Complete step by step answer:
REACTION:
A.At cathode: $C{u^{2 + }} + 2{e^ - } \to Cu$ (reduction)
At anode: $Fe \to F{e^{2 + }} + 2{e^ - }$ (oxidation)
Mass deposited at cathode $ = 22.011g$
Mass of anode $ = 22.260g$
From this we get to know the mass of impurities:
Mass of impurities $ = $ mass of anode $ - $ mass of cathode
Substituting the values we get,
Mass of impurities $ = 22.260 - 22.011$
Mass of impurities $ = 0.249g$ .
Here the impurities are iron, gold and silver which do not take part in the reaction and settle downs below anode.

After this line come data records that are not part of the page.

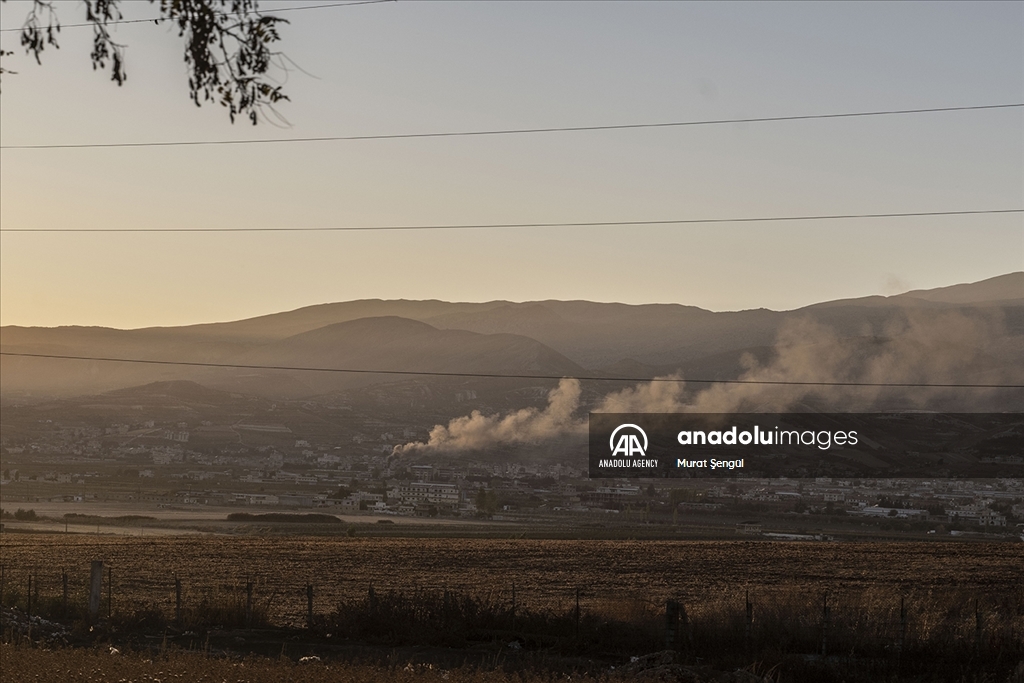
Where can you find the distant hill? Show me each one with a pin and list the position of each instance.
(1006, 288)
(560, 338)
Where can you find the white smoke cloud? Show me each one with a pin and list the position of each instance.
(528, 425)
(927, 347)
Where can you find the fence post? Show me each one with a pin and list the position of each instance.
(177, 600)
(95, 589)
(978, 626)
(249, 603)
(902, 633)
(825, 611)
(684, 627)
(671, 625)
(578, 614)
(750, 622)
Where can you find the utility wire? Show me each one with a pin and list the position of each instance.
(267, 12)
(511, 131)
(508, 376)
(680, 221)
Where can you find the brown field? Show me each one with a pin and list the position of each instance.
(546, 573)
(915, 611)
(72, 666)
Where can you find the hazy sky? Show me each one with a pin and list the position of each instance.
(420, 67)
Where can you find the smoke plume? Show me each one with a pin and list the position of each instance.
(919, 347)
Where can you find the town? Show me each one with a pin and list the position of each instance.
(153, 465)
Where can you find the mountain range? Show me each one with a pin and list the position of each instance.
(983, 319)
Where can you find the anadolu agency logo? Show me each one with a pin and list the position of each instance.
(629, 445)
(629, 441)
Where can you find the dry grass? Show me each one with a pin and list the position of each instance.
(92, 666)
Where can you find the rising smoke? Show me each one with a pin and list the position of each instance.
(926, 348)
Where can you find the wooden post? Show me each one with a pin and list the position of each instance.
(750, 622)
(978, 626)
(177, 601)
(671, 625)
(578, 614)
(249, 603)
(95, 588)
(902, 633)
(825, 611)
(684, 627)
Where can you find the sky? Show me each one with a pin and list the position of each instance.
(426, 67)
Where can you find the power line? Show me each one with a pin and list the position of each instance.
(604, 223)
(158, 19)
(510, 376)
(511, 131)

B.we will calculate the charge using the formula: $Q = i.t$
Where, $i = $ current, $t = $ time
given data: $i = 140A$
$t = 482.5s$
$\therefore Q = i.t$
Substituting the values we get,
$Q = 140 \times 482.5$
$Q = 67550C$ .
We will convert the value of charge from coulombs to faraday $\left( F \right)$ using this formula: $F = \left( {\dfrac{C}{{96500}}} \right)$
Substituting the value of coulombs we get:
$F = \dfrac{{67550}}{{96500}}$
$F = 0.7$
C.Now we will calculate charge for iron and copper respectively using the formula: $F = \dfrac{m}{{MW}} \times n$
Where, $F = $ faraday
$m = $ mass
$MW = $ molecular weight
$n = $ number of electrons.
Given data:
Mass of copper at cathode $ = 22.011g$
Molecular weight of copper $ = 63.5$
i.Charge of copper
$F = \dfrac{m}{{MW}} \times n$
Substituting the values we get,
$F = \dfrac{{22.011}}{{63.5}} \times 2$
$F = 0.693$
ii.Charge of iron:
Total charge $ - $ charge of copper
$ = 0.7 - 0.693$
$ = 0.007$
Using the value of charge we can find the mass of iron
$F = \dfrac{m}{{MW}} \times n$
Molecular weight of iron $ = 56$
Number of electrons $ = 2$
$m = \dfrac{F}{n} \times MW$
$m = \dfrac{{0.007}}{2} \times 56$
$m = 0.196g$
So the mass of gold and silver $ = $ mass of impurities $ - $ mass of iron
Mass of gold and silver $ = 0.249 - 0.196$
Mass of gold and silver $ = 0.053g$
D.We know the mass of copper and iron respectively. So now we will calculate the percentage of iron and copper present using the formula:
$\% = \dfrac{{mass}}{{total mass}} \times 100$
Given data: mass of copper $ = 22.011g$
Mass of iron $=0.196g$
Total mass $=22.260g$
i.$\% $of iron$ = \dfrac{{mass}}{{total mass}} \times 100$
Substituting the value we get,
$\% $ of iron$ = \dfrac{{0.196}}{{22.260}} \times 100$
$\% $ of iron$ = 0.88$
ii.$\% $ of copper$ = \dfrac{{mass}}{{total mass}} \times 100$
$\% $ of iron$ = \dfrac{{22.011}}{{22.260}} \times 100$
$\% $ of iron$ = 98.88$
So the percentage of iron and copper is $0.88 \% $ and $98.88\% $ respectively.

Note:
 Impurities such as $Fe,Cu,Zn,Ni$ get dissolved in the solution, whereas elements such as gold, silver, platinum get settled down as anode mud. Anode mud is the impurities that is collected at anode during the purification process of the metals.